Tevens zijn er door de Kamerleden Schut-Welkzijn en Neppérus (beiden VVD) schriftelijke Kamervragen gesteld over het bericht dat zzp’ers niet langer in de zorg kunnen werken. De antwoorden op deze Kamervragen zijn tegelijkertijd met deze brief naar uw Kamer verzonden (Aanhangsel Handelingen II 2015/16, nr. 2231).

Deze brief sluit aan bij de brief1 die het kabinet in oktober 2014 aan uw Kamer heeft gestuurd over dit onderwerp.

Zzp’ers van meerwaarde voor de zorg, tegelijkertijd moet schijnzelfstandigheid worden voorkomen

Zzp’ers kunnen van meerwaarde zijn voor de zorgverlening aan cliënten, onder meer doordat zij in bepaalde situaties meer flexibiliteit kunnen bieden. Zorgverlening door zzp’ers biedt mogelijkheden om de zorg beter aan te laten sluiten op de wensen van de cliënt en de cliënt krijgt meer keuzevrijheid. Zorgverlening door zzp’ers kan hiermee een aanvulling vormen op zorg die verleend wordt door mensen in loondienst.

Er kan alleen sprake zijn van werken buiten dienstbetrekking als dit volgt uit de feiten en omstandigheden. Schijnzelfstandigheid dient te allen tijde te worden voorkomen. Als aan de cumulatieve criteria voor het bestaan van een dienstbetrekking wordt voldaan, dan dient de zorgverlener als een werknemer behandeld te worden, met alle rechten en plichten die daarbij horen. Dit geldt in alle sectoren in de Nederlandse economie, dus ook in de zorg.
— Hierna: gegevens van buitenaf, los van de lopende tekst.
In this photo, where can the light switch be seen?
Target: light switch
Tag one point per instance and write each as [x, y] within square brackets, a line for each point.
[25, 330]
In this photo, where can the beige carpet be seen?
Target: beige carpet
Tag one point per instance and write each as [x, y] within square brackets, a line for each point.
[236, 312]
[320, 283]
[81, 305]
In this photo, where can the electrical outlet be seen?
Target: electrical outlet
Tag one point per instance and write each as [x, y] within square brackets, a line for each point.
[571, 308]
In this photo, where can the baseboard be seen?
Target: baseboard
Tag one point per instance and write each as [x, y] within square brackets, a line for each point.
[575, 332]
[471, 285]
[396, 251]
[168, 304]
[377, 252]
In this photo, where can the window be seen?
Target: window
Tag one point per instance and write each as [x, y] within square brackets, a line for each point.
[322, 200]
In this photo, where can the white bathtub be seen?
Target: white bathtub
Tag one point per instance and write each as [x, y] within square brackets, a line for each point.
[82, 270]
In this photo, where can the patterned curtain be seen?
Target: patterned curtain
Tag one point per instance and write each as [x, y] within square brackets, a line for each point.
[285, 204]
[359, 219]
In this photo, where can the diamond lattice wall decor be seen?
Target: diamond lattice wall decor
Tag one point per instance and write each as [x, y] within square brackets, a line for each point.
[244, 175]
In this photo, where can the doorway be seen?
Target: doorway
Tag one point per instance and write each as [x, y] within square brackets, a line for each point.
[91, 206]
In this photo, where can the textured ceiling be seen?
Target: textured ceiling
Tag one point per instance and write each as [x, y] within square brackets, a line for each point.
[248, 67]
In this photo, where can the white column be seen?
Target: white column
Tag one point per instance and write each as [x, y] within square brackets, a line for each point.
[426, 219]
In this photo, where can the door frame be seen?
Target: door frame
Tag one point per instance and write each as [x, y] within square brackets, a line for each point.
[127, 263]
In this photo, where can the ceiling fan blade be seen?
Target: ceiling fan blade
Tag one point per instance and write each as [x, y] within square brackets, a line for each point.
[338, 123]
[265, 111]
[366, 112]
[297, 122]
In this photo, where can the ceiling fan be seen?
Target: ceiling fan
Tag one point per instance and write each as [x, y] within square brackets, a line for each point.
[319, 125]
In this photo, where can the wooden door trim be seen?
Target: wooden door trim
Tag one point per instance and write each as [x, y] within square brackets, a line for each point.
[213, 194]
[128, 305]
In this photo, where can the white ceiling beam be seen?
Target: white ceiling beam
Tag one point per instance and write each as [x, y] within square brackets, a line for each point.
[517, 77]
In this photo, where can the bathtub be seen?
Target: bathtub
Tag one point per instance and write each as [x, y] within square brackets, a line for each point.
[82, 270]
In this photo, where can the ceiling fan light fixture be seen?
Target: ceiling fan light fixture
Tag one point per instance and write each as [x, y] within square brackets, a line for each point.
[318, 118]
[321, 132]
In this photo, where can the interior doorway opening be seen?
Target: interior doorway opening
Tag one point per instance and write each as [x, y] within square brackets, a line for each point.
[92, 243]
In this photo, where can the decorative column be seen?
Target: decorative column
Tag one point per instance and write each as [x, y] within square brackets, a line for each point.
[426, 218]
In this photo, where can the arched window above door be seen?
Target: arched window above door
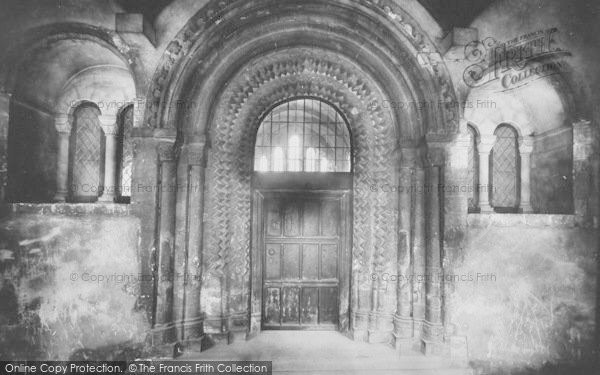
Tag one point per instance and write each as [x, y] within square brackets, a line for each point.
[303, 135]
[505, 169]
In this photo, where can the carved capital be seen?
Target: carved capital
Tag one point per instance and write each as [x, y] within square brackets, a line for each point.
[195, 154]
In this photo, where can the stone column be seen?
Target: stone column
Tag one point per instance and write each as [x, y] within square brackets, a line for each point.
[525, 149]
[4, 123]
[403, 321]
[111, 129]
[63, 124]
[486, 143]
[432, 327]
[583, 175]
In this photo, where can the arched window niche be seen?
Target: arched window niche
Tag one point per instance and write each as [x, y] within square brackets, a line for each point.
[303, 135]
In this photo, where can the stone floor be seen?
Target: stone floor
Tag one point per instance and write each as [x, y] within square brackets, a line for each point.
[330, 353]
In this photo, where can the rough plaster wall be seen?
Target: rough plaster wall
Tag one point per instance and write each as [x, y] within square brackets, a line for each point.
[32, 150]
[540, 306]
[552, 174]
[56, 316]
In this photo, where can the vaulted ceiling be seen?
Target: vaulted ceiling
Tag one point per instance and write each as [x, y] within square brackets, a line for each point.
[449, 13]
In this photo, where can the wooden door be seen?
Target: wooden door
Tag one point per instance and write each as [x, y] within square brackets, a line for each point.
[301, 261]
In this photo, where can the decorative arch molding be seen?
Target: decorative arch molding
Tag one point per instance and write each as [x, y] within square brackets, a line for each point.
[379, 33]
[229, 175]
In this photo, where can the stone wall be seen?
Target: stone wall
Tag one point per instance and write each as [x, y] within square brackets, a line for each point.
[70, 274]
[529, 293]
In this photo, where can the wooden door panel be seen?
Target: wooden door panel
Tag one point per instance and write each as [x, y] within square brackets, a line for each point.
[291, 220]
[273, 219]
[272, 307]
[310, 262]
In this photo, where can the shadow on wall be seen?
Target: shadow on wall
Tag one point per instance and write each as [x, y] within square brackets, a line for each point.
[531, 300]
[71, 284]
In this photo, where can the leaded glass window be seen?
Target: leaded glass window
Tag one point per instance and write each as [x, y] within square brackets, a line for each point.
[303, 135]
[125, 150]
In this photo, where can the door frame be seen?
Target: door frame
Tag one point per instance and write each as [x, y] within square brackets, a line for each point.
[333, 184]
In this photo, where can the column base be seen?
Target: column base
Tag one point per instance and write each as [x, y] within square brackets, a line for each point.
[107, 198]
[432, 348]
[403, 345]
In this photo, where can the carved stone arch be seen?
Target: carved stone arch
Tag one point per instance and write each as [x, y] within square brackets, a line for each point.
[383, 29]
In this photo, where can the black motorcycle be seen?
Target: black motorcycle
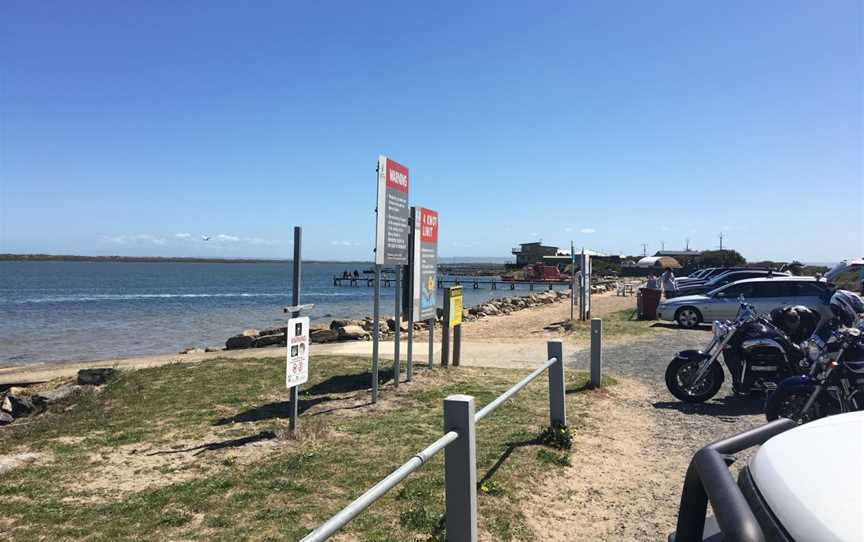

Wet kwaliteit, klachten en geschillen zorg (Wkkgz)

De Wkkgz (Kamerstuk 32 402, nrs. 2 en 3) vormt geen belemmering om als zzp’er in de zorg werkzaam te zijn. Dit geldt zowel bij directe contractering als contractering via een (zorg)instelling. In de kabinetsbrief Zzp’ers in de zorg2, van 10 oktober 2014 is aangegeven dat de Wkkgz – alhoewel niet primair bedoeld om de zzp-problematiek op te lossen – wel een oplossing biedt ten opzichte van de eerdere Kwaliteitswet zorginstellingen. De Wkkgz is – in tegenstelling tot de Kwaliteitswet zorginstellingen – namelijk ook van toepassing op de solistisch werkende zorgverlener. De Wkkgz introduceert daarmee een eigenstandige wettelijke basis, op basis waarvan een solistisch werkende zorgverlener, in casu een zzp’er, zelf verantwoordelijk is voor de kwaliteit van de geleverde zorg. Wanneer een zzp’er werkt in opdracht van een zorginstelling, blijft deze zzp’er ook een eigenstandige verantwoordelijkheid houden voor de kwaliteit van zorg. De zorginstelling is in dat geval wel eindverantwoordelijk voor de kwaliteit.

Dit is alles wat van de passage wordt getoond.